The smarter approach is to ask, before year-end: have I got gains sitting there that I’m likely to realise anyway? If yes, there might be an opportunity to use your annual CGT exemption deliberately.
This isn’t about forcing a sale you don’t want, it’s about avoiding the classic mistake of dumping everything in one go later and triggering a bigger tax bill than necessary.
If you’re investing outside an ISA, this is especially worth a quick look.
3) Dividends: timing matters more than people think
For business owners, dividends are still a common way to take money out, but the room for “tax-free dividends” is tiny compared to what it used to be.
The win here isn’t “take loads of dividends quickly”. It’s making sure you’re not accidentally pushing yourself into worse tax bands because you’ve taken income in the wrong way or at the wrong time.
If you’re a director/shareholder, year-end is a good moment to sanity-check your overall mix: salary, dividends, any benefits, and whether the timing of a dividend should be before or after 5th April depending on your wider picture.
4) Pensions: the biggest lever for higher earners (when it fits your plan)
If you’re paying higher-rate tax, pensions are often the most powerful, straightforward way to reduce the tax you pay — as long as it suits your life plan.
A pension contribution can be one of those rare moves that helps both “future you” and “current you”. You’re building your pot, and you’re potentially reducing your tax exposure. But the rules and limits matter, and higher earners can run into tapered allowances or other restrictions, so it’s not something to guess at.
If there’s one year-end item that’s genuinely worth advice, it’s this one.
5) MTD for Income Tax (April 2026): don’t wait for the panic month
This isn’t a “save tax” point it’s a “save your sanity” point.
Making Tax Digital for Income Tax starts from 6th April 2026 for people in scope, and the people who’ll find it easiest are the ones who treat this final stretch of the tax year as a warm-up: tidy records, consistent bookkeeping, and a process that doesn’t rely on a spreadsheet held together by vibes.
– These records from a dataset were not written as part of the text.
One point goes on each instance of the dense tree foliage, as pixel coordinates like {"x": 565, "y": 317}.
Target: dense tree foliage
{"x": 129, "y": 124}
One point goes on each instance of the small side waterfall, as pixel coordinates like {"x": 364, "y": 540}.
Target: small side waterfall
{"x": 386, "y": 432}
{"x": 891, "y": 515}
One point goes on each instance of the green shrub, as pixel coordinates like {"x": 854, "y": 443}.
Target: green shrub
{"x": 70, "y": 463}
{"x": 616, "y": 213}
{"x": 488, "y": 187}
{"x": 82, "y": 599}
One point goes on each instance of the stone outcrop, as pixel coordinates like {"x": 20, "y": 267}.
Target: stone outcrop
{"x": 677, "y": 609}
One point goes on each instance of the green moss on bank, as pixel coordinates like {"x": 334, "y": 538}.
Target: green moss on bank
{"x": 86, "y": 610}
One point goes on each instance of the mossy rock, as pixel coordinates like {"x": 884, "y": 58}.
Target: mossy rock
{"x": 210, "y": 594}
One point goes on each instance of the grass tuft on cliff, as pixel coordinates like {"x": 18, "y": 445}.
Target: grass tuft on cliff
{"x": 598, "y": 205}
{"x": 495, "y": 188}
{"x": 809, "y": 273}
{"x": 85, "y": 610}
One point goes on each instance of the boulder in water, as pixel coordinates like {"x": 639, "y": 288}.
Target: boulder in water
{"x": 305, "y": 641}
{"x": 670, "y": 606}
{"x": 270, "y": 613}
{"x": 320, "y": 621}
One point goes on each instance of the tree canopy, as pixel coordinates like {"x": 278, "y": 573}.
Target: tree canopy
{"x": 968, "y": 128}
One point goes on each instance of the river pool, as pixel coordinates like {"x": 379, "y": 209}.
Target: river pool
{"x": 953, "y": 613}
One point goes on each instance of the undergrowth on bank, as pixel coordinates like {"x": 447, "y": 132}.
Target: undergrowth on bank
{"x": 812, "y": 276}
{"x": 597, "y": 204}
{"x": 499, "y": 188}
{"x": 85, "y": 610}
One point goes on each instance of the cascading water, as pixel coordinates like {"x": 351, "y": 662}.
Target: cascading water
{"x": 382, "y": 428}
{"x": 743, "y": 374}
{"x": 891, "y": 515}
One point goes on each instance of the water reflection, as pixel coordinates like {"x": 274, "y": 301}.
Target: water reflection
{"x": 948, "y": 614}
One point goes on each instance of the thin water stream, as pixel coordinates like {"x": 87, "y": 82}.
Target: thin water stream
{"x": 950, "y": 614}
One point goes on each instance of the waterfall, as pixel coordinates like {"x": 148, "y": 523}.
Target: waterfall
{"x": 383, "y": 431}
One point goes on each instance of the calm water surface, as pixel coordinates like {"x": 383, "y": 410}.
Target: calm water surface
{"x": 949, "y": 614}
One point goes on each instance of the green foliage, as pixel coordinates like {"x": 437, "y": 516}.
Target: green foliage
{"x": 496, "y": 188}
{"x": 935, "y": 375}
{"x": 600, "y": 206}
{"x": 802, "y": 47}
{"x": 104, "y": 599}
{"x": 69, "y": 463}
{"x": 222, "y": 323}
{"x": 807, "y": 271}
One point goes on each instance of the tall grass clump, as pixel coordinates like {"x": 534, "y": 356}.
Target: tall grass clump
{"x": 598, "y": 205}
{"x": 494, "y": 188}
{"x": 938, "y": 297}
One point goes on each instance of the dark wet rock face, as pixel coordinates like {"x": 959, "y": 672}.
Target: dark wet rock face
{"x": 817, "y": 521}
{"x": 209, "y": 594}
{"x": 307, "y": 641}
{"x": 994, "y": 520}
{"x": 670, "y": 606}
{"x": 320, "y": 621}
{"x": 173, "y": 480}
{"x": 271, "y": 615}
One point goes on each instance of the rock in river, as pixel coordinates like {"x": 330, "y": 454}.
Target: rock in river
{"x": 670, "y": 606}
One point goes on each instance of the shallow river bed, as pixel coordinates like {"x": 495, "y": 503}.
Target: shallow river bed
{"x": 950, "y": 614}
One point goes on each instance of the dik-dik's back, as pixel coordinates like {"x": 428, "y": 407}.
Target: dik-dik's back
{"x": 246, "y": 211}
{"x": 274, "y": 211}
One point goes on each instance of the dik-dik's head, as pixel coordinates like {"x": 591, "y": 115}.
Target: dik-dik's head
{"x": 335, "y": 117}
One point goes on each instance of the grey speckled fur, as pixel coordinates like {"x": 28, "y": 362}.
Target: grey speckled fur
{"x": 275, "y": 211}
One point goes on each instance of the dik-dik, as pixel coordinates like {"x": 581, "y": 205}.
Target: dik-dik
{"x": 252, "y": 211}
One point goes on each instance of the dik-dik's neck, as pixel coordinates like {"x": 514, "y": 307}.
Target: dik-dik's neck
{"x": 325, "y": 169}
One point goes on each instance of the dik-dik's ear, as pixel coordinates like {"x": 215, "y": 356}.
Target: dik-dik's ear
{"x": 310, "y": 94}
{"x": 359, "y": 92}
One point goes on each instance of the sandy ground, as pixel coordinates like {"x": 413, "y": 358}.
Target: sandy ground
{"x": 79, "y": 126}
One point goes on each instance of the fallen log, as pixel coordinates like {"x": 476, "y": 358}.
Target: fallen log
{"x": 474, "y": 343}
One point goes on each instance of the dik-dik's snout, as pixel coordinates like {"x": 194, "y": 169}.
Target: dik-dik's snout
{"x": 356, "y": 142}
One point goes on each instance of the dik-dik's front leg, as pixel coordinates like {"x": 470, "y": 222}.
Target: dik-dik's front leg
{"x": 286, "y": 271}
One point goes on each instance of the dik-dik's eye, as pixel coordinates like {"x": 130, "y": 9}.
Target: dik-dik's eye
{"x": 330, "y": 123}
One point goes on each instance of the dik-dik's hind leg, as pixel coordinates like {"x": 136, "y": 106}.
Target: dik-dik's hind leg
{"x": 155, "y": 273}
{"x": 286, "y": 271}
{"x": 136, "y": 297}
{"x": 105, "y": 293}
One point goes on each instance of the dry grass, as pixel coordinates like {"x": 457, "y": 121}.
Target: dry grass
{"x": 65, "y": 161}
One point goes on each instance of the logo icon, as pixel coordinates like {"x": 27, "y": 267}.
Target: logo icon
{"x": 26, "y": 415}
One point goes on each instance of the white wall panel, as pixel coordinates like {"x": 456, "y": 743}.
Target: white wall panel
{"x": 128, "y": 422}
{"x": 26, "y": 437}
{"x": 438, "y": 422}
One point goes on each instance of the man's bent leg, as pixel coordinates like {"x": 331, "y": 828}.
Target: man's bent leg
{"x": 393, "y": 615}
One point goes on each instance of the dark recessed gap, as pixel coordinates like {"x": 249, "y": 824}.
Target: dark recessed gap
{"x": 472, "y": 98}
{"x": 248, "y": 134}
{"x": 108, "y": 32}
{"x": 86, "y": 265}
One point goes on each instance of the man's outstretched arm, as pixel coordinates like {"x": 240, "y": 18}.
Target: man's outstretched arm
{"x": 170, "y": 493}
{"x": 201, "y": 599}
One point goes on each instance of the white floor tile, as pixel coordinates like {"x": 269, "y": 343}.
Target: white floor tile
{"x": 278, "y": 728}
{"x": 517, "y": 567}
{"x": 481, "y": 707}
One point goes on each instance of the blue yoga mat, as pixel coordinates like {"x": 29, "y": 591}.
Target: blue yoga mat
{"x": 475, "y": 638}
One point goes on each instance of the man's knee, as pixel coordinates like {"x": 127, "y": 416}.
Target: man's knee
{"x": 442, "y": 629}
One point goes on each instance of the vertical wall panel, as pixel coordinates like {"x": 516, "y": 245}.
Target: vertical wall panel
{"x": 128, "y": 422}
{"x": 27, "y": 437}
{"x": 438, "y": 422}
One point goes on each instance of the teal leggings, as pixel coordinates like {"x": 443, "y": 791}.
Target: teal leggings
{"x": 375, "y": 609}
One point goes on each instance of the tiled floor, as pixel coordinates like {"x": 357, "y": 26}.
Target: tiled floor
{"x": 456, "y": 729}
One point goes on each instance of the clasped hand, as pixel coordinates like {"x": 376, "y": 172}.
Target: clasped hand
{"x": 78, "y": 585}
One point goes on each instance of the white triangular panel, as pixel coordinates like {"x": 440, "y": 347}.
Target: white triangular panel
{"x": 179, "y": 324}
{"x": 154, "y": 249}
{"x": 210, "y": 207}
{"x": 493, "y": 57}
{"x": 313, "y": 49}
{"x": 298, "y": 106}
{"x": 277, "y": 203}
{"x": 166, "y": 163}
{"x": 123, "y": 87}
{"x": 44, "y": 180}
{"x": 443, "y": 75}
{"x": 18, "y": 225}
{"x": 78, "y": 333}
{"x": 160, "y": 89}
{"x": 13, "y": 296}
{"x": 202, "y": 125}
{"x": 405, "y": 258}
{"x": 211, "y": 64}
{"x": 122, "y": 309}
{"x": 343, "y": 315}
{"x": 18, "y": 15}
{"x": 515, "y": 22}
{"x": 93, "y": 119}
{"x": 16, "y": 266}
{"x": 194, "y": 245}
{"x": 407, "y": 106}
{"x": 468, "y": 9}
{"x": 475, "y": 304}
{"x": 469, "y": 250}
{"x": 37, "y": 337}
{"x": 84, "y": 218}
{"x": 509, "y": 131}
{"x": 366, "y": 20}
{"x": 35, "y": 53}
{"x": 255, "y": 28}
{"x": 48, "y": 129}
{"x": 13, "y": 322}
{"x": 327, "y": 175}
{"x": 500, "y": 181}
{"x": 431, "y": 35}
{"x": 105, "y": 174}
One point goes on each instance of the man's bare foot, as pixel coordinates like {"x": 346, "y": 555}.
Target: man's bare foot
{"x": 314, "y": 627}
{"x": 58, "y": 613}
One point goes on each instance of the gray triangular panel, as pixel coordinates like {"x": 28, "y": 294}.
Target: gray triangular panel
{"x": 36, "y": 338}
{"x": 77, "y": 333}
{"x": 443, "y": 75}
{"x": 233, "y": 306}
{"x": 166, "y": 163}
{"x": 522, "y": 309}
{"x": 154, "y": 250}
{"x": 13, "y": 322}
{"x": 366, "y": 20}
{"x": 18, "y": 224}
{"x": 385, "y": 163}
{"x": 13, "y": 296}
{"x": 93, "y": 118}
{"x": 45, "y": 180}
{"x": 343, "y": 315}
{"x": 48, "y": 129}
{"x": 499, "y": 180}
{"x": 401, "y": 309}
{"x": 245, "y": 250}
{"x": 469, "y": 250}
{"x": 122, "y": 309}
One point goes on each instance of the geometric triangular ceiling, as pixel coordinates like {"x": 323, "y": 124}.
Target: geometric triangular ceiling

Even if you’re not mandated immediately, tightening your bookkeeping now usually leads to better decisions and fewer surprises. And if you are in scope, getting set up early is the difference between a smooth transition and a nightmare.
6) The “easy wins” people forget until it’s too late
Year-end isn’t just for big moves, it’s also the time to mop up the small stuff that gets missed:
If you gift to charity, make sure Gift Aid is properly captured.
If you’re doing longer-term family planning, check if you’ve used any of the IHT gifting exemptions you can use each year.
If you’ve had life changes (marriage, income shifts, new rental property, new side hustle), it’s worth a quick check that your tax position still matches reality.
None of these are glamorous. They’re just the difference between being organised and being reactive.
What most people should do right now
If you want the simplest next step before 5 April, do this:
List your income sources (salary, dividends, rental income, self-employed income, investment income).
List anything you might sell (investments/assets) and whether gains are likely.
Check allowances you might lose if you don’t use them now (ISA, pensions, CGT exemption).
Decide on the top 2–3 actions that actually move the needle for you.
That’s it. Not 20 actions. Not a massive spreadsheet. Just the best few moves for your situation.